Everybody has a different version of Tishman, says Larisa Devine, who manages the online business for Aardvark Books. “He’s Art, Artemus, Arthur, Ezra. And it all depends on if they knew him when he lived in Pittsburgh, when he was fishing in Alaska, when he was a mailman in Vermont, or riding motorcycles across the country as a beatnik,” she says.
Devine and Tishman met through her then-boyfriend, Ben Saunders, who teaches Shakespeare with Freinkel at the University of Oregon. She began working for him four years ago, and they soon became good friends. He was one of the only guests at her and Saunders’ wedding, and he was in the room when her daughter Bronwyn was born.
“He’s the type of personality that’s everywhere all at once,” Devine says. “So I organize. I organize him in a lot of ways. I wouldn’t quite call myself his personal assistant, but it’s getting close these days.” When Tishman’s attempts at multitasking aren’t getting him anywhere, Devine says, she will remind him what he was doing, rein him in, keep him focused.

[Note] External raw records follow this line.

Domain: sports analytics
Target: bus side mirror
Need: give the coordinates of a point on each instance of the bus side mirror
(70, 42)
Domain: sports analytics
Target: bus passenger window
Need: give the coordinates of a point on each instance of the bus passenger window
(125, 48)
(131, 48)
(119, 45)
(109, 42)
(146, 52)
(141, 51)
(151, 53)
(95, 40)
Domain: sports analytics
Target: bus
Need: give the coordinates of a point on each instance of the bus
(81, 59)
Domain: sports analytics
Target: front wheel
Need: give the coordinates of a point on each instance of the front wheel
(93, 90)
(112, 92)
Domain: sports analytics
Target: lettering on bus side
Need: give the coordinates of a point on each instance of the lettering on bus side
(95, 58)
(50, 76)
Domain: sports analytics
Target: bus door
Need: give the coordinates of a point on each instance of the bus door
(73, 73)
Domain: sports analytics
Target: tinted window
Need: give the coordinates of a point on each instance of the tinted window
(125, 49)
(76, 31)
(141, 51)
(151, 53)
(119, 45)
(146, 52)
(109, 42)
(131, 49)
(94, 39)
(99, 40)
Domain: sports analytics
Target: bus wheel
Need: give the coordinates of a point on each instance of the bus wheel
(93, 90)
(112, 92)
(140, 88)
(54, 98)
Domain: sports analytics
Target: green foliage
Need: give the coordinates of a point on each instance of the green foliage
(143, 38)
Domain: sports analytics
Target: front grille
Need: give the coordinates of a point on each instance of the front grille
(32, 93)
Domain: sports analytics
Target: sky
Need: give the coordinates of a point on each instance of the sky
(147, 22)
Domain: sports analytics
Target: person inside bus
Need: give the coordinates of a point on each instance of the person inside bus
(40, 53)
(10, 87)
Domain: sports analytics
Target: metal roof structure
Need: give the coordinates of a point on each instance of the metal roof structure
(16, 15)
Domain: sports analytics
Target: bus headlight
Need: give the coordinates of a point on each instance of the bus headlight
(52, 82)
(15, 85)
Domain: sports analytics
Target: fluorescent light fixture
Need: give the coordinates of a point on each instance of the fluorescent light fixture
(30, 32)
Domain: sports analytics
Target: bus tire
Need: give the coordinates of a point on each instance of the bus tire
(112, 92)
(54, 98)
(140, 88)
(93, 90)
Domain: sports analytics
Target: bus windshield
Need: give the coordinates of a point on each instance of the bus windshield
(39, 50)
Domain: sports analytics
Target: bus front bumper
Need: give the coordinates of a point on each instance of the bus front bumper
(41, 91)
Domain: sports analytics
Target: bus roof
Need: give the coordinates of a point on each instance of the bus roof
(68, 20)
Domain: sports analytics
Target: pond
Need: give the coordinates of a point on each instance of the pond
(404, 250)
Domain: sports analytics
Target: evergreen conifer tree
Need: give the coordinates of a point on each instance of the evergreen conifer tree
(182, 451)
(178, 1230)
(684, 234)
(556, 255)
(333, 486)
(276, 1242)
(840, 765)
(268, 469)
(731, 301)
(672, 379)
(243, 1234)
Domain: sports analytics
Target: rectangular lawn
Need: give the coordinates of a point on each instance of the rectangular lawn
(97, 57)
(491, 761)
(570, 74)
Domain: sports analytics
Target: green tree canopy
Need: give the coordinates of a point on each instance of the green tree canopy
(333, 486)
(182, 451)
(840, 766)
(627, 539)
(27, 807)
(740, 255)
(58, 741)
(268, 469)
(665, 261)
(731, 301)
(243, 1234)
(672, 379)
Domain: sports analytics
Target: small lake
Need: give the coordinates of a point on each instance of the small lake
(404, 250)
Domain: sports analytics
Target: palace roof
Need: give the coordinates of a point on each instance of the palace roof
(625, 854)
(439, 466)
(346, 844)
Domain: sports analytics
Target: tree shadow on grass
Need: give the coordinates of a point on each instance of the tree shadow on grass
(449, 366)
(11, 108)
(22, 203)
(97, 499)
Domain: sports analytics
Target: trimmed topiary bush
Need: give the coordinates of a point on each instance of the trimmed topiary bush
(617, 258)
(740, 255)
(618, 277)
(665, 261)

But despite her best efforts, chaos often prevails in The Hole. “A lot of the books in the basement are not even listed online,” Devine says. “They’re just kind of there.” And the influx never stops. Clients and acquaintances contact Tishman periodically with books to sell or donate. Tishman is even named in one client’s will as the heir to his personal library.
Tishman is currently in the process of founding a non-profit called Books to the People, which will give books to “the young, the old, the book-hungry and the book-poor” free of charge, according to the organization’s website. Once he secures funding and 501(c)(3) non-profit status, Gertie will become the permanent vehicle of Books to the People.
Gertie wasn’t necessarily a moneymaking thing to begin with, says Eli Espinoza, 24, who helped operate Gertie for three years and serves on the board of directors for Books to the People. “Being around Tishman and Gertie means understanding what kind of joy comes from doing what you love,” he says.
“I like to tell people I started the business because I owned too many books, but really that’s an oxymoron,” Tishman says. “A person can’t have too many books. Not as long as you share them.”